Pesquisador da UFF que estuda a relação entre memes e política destaca o viés inclusivo dessa forma de comunicação. No cenário internacional, brasileiros se destacam por debochar da própria "desgraça".

No best-seller O Gene Egoísta, publicado em 1976, o biólogo Richard Dawkins apresentava ao grande público o termo "meme", criado por ele para se referir à replicação de ideias por gerações, tal como acontecia com o material genético. É certo que o cientista britânico não fazia ideia do alcance que a expressão ganharia décadas depois.

A popularização dos memes de internet na era cibernética mudou por completo o debate político. No Brasil, onde as redes sociais são uma febre, especula-se que essas peças simples de comunicação tenham tido mais importância do que a propaganda na televisão nas últimas eleições.

Atentos à importância que essa forma de expressão ganhava na sociedade, os pesquisadores do Laboratório de Pesquisa em Comunicação, Culturas Políticas e Economia da Colaboração (coLAB), da Universidade Federal Fluminense (UFF), criaram, em 2011, o #MUSEUdeMEMES, um acervo virtual para catalogar essas expressões. Recentemente, o grupo inaugurou a exposição A política dos memes e os memes da política, em cartaz no Museu da República, no Rio de Janeiro.

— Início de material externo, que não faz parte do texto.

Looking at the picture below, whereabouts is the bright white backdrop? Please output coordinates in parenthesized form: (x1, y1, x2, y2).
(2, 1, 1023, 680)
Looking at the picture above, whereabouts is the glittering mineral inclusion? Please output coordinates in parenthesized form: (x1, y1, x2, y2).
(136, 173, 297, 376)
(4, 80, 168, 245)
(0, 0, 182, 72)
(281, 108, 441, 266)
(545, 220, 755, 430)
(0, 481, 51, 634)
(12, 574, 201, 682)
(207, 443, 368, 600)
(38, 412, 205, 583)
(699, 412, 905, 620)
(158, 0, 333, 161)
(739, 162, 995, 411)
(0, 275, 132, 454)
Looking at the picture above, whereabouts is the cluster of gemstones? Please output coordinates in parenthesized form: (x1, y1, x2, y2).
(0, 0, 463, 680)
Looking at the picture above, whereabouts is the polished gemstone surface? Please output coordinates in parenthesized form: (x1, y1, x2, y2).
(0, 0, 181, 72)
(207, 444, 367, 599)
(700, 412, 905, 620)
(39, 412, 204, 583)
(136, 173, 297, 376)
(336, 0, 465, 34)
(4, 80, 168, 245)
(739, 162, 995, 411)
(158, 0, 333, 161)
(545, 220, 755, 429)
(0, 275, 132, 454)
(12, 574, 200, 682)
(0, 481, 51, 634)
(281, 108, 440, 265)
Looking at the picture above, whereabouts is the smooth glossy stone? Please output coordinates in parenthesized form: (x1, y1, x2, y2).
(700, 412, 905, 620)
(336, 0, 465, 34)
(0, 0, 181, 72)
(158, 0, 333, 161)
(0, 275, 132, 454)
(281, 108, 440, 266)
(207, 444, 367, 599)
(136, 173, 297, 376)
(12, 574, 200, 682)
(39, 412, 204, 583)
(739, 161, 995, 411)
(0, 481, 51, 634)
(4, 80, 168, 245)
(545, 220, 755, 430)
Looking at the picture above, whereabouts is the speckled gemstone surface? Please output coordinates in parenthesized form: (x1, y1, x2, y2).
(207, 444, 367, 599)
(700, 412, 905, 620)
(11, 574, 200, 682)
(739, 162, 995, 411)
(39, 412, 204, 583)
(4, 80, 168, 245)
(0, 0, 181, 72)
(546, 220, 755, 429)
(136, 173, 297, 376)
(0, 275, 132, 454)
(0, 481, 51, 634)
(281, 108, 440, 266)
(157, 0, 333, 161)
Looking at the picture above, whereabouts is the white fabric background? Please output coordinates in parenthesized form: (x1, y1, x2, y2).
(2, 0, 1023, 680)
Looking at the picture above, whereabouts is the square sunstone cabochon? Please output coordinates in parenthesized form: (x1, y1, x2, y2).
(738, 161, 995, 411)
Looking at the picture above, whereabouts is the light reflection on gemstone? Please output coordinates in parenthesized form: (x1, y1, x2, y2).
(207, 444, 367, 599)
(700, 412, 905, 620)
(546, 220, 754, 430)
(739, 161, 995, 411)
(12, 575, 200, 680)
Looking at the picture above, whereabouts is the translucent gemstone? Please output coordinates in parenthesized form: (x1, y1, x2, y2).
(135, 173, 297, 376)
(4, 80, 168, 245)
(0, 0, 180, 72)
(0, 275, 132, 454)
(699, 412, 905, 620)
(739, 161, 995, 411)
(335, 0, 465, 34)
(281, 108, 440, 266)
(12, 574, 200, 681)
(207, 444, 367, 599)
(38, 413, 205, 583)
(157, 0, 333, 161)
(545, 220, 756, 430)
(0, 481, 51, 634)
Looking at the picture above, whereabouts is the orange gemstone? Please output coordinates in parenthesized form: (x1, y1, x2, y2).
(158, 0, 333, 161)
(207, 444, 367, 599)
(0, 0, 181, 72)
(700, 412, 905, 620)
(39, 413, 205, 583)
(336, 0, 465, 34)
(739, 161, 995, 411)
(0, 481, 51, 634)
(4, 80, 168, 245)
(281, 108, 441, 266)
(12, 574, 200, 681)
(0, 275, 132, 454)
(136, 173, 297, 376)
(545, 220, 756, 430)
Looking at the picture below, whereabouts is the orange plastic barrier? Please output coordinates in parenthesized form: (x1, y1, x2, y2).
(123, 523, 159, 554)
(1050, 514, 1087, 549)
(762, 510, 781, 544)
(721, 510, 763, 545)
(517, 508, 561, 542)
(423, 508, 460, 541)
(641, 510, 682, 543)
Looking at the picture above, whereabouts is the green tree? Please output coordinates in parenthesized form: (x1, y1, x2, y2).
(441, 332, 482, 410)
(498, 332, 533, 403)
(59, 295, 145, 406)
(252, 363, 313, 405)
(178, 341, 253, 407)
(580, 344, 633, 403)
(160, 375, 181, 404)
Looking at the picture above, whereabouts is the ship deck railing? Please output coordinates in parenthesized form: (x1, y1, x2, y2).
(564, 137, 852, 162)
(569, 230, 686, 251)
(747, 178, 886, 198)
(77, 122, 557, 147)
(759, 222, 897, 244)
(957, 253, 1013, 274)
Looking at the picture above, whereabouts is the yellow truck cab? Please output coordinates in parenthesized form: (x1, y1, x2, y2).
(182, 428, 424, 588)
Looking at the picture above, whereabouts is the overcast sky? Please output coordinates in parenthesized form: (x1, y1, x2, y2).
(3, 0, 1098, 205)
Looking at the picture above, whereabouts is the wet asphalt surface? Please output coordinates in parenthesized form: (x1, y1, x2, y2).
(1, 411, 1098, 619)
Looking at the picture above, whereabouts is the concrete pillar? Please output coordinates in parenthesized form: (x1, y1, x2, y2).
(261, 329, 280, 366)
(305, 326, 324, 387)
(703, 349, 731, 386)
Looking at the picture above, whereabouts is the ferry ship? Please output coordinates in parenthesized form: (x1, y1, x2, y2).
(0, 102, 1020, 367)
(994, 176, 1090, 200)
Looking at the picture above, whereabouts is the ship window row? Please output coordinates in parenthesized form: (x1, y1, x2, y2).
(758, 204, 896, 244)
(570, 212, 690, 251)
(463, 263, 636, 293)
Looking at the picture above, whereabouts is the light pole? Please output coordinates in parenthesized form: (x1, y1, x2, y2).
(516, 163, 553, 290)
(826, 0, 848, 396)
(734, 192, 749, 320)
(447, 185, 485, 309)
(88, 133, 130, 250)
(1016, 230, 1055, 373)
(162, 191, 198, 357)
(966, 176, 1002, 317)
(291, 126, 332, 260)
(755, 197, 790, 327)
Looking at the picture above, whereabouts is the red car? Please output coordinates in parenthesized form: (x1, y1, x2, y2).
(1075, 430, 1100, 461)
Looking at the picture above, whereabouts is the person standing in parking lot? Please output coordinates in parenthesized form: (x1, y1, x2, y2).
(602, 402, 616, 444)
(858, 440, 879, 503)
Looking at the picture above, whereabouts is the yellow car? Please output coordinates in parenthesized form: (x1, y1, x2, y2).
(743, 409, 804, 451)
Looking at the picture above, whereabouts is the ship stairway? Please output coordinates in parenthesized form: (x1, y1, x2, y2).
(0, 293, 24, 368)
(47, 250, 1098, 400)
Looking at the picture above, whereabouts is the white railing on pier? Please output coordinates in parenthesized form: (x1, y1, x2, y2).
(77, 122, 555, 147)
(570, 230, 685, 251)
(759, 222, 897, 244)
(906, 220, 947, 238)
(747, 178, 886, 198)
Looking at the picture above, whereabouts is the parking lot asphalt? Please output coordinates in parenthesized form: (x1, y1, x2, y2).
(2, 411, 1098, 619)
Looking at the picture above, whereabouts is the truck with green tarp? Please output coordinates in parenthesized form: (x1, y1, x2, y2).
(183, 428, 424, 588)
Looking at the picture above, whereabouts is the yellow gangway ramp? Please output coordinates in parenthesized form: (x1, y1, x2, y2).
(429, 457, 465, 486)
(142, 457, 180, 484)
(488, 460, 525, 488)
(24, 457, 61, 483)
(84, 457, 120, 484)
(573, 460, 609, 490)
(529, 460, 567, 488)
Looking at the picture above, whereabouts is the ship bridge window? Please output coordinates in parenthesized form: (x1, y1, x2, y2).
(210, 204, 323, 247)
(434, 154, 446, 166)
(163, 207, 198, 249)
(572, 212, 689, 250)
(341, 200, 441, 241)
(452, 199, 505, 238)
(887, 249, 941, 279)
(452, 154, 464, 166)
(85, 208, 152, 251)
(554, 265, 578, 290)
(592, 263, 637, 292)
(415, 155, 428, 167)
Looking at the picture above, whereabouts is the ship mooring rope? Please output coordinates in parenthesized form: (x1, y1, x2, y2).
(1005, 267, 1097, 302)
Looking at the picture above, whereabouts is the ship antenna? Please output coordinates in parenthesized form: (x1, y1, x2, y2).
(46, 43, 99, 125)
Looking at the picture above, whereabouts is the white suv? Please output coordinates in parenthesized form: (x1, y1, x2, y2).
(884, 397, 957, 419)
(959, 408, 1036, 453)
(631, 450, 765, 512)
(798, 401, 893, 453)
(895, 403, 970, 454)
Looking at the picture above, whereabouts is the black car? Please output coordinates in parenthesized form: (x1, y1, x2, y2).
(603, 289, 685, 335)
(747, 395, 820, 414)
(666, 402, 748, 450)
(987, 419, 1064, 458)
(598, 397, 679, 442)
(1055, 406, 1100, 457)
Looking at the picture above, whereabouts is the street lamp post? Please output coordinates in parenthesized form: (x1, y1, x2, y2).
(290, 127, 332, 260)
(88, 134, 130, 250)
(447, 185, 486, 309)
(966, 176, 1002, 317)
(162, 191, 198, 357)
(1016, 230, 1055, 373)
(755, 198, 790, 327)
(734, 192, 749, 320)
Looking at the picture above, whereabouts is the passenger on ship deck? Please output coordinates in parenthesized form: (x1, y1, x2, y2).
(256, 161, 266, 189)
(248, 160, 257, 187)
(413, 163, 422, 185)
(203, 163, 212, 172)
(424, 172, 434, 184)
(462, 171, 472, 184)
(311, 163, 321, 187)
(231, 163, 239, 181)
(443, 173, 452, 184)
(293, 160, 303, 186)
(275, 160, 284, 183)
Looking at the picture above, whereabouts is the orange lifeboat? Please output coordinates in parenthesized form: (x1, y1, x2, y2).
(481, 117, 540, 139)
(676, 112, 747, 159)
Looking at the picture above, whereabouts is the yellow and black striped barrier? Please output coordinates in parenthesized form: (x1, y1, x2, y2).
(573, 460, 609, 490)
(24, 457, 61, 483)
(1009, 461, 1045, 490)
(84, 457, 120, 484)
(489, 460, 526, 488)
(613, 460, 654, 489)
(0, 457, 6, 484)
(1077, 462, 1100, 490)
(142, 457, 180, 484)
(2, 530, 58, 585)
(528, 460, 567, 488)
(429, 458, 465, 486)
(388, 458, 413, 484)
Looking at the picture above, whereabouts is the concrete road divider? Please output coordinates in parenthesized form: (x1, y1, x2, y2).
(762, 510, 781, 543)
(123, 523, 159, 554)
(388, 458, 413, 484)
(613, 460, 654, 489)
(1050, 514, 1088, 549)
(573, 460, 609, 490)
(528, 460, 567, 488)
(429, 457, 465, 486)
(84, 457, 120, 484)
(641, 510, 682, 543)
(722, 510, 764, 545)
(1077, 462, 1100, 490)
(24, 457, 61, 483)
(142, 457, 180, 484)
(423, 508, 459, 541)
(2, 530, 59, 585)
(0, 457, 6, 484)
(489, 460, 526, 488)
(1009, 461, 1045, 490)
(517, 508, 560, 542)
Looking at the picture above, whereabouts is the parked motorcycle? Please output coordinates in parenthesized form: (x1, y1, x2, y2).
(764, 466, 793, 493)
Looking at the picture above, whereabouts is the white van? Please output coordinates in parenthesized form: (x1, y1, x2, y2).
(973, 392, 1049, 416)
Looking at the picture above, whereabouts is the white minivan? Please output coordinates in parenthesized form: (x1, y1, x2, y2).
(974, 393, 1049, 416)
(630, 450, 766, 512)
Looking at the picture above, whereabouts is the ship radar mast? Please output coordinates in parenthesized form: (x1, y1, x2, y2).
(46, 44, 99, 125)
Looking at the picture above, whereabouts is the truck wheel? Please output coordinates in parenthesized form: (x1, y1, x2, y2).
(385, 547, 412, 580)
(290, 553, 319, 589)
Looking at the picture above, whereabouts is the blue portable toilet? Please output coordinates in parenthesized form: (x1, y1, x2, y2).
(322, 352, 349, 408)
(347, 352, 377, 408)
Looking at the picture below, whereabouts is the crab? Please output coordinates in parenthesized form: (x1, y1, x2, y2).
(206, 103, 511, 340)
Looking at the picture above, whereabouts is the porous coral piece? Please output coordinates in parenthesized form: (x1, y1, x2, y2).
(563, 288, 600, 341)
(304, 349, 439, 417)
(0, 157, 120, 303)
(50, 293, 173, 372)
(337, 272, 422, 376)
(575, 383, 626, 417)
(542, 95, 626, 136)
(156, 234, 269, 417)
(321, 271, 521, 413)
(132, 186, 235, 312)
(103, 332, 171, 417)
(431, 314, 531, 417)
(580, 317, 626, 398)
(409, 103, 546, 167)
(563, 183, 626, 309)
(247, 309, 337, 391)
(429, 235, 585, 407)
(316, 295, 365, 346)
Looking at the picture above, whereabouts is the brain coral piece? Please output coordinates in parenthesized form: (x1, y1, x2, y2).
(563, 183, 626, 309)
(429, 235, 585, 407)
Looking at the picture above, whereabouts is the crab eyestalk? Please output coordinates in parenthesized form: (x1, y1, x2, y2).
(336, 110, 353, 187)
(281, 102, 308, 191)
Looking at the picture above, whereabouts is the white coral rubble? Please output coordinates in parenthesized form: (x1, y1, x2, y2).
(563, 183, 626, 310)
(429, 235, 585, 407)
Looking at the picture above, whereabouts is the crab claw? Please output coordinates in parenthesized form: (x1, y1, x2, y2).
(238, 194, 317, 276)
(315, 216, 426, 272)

Em entrevista à DW Brasil, o coordenador do coLAB, Viktor Chagas, destrincha essa curiosa relação, que é seu objeto de pesquisa.

DW: O coLAB acaba de realizar um simpósio que teve a presença de pesquisadores estrangeiros. A enorme popularidade dos memes e seu uso político são particularidades brasileiras?

Viktor Chagas: Se, por um lado, é verdade que a gente tem uma série de particularidades em relação ao nosso humor, ao uso desses recursos, outras culturas também as têm. No caso dos memes que trabalham com humor nos EUA - e é importante dizer que nem todos têm esse viés -, há sempre aquela bandeira da liberdade de expressão, pela ideia de perder o amigo mas não perder a piada, mesmo que esse humor funcione a partir de uma dinâmica de opressão de minorias. O humor nos EUA tem muito essa característica. Na China, é bem diferente. Ante um contexto autoritário, muitos dos memes têm um certo caráter subversivo. A ideia é proporcionar alguns trocadilhos, burlar a censura estatal.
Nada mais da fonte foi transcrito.